BibTeX Parser Experiments

Experiments to determine the new BibTeX parser formula. The result may be applied to other formats as well in the future.

Above is some pseudo-grammar describing the stages of parsing. The reason I distinguish between parsing the file and parsing values is best demonstrated in the "entry value with mid-command concatenation" test case:

Input:

@book{a,
  title = "foo \\copy" # "right{} bar"
}

Output:

[{
  type: 'book',
  id: 'a',
  properties: {
    title: 'foo © bar'
  }
}]

Participants

Note: citationjs-idea (Citation.js Idea #1) and citationjs-nearley are skipped in some tables, as they are only in here for historic reasons.

Citation.js (old)

At the time of starting these experiments, the TokenStack class was utilized, together with a simple RegExp that tokenizes commands.

Citation.js Ideas

The idea was to explore tokenization without introducing a formal grammar, as formal grammars introduce extra build steps, runtime dependencies and large swaths of generated code. However, used as I was to the syntax of PEG.js and nearley.js, I made some unnecessarily complicated features like consumeAnyRule(), and some weird loops in the rules. This was partly due to bad tokenization.
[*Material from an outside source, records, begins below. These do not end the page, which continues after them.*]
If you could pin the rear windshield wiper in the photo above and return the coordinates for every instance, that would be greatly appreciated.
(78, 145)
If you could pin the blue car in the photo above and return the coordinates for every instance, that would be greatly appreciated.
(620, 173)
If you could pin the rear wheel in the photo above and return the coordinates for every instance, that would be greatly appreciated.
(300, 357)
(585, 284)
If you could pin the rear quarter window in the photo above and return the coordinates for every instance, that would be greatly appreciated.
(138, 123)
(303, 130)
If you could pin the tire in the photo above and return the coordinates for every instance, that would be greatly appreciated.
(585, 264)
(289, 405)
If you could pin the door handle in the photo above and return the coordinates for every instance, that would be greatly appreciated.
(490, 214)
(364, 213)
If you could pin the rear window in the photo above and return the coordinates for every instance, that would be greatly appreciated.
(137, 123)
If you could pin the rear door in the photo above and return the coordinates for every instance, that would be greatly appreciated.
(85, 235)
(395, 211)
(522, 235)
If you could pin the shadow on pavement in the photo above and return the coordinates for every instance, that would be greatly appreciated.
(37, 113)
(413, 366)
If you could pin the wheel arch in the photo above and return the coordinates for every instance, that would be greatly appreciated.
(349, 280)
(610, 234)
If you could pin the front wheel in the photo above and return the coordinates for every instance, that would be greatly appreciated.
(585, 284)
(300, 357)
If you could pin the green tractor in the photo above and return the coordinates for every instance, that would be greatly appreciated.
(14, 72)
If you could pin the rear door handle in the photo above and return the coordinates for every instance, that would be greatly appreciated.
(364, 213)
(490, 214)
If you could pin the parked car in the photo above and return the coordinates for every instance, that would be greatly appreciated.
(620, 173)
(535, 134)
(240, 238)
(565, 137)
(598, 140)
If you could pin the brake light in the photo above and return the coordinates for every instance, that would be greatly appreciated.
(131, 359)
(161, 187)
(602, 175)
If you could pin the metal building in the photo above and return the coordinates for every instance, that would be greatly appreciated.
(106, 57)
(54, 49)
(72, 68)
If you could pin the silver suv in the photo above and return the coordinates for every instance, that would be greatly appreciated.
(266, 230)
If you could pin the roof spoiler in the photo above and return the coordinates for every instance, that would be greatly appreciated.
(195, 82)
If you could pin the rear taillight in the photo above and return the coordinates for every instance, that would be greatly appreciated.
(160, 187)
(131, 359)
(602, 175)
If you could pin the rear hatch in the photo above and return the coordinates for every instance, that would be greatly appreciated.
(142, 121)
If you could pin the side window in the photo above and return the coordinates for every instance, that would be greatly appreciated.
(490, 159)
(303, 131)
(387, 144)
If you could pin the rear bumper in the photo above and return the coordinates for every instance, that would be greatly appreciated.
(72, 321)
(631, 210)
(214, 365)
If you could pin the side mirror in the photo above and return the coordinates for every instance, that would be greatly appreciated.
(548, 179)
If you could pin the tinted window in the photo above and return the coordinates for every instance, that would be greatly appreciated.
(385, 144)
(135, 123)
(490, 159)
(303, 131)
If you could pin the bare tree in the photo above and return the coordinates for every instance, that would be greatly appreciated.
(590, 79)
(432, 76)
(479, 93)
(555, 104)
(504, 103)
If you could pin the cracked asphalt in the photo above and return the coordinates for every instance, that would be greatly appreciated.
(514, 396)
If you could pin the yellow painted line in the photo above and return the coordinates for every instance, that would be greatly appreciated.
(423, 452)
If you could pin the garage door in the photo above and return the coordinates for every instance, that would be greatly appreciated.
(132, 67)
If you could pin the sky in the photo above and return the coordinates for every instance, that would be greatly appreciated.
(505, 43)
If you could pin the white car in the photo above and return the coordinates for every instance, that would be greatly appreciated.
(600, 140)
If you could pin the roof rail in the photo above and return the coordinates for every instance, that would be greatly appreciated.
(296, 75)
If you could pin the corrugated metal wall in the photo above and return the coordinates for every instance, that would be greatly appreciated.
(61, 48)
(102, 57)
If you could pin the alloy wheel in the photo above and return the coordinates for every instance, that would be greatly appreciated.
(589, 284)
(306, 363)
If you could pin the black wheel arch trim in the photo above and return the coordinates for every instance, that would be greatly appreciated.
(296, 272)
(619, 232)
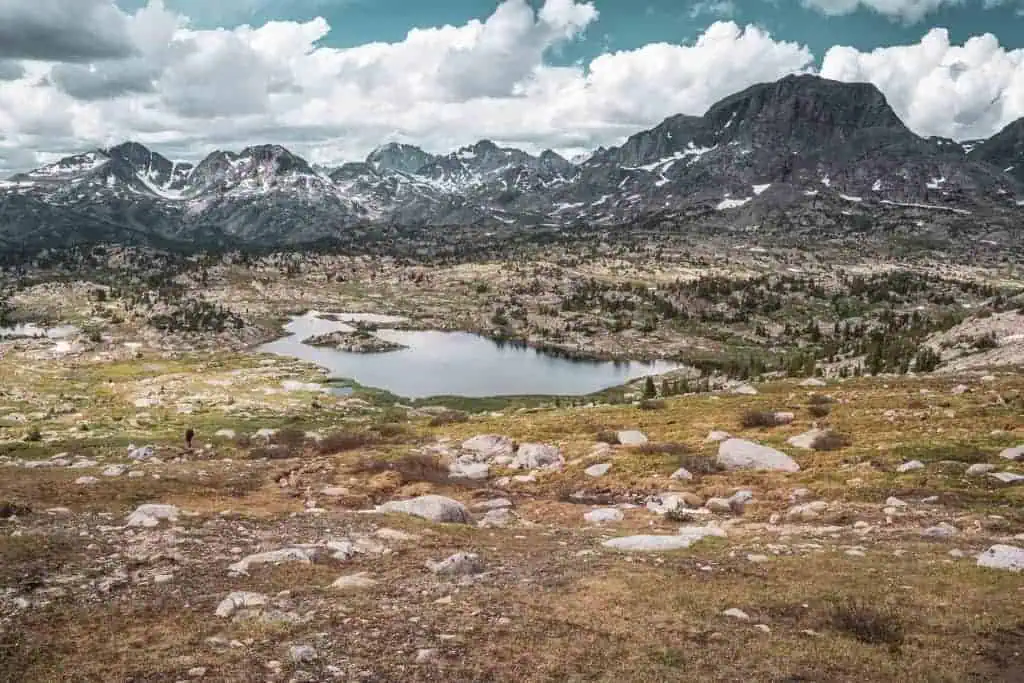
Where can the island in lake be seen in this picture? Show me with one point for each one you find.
(356, 341)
Idea #2, currently active in Citation.js has new tokens, a simpler Grammar class and simplified rules. It also has more features, including more commands and diacritics, including more ways to write them.

Citation.js with nearley

In parallel to reworking the idea, I used the tokenizer in a nearley.js grammar, which failed miserably. This is probably the result of bad grammar-writing on my part, and not a reflection of the capabilities of nearley.js. However, an additional downside of this route is that it introduces an extra build step (nearleyc) and a runtime dependency — nearley itself.

astrocite

The astrocite-bibtex package by @dsifford uses PEG.js. It is capable of returning an AST.

fiduswriter

Fiduswriter's biblatex-csl-converter seems to perform very poorly on the larger file. However, it does return lossless values, although I am not a fan of the (lack of) difference between arrays representing single and multiple values:

[
  { type: 'text', text: 'foo' }
]
// vs
[
  { literal: [{ type: 'text', text: 'foo' }] },
  { literal: [{ type: 'text', text: 'bar' }] }
]

This causes testing such as

literal in value[0]
// or more properly
value.every(part => literal in part)

Zotero

Zotero Translators are relatively hard to use stand-alone, as they depend on a Zotero framework in the global scope. It immediately converts to Zotero API JSON while parsing the syntax. Not shown in the performance table is that Zotero requires initialization, not counting the time it takes to import files, and that this takes relatively long.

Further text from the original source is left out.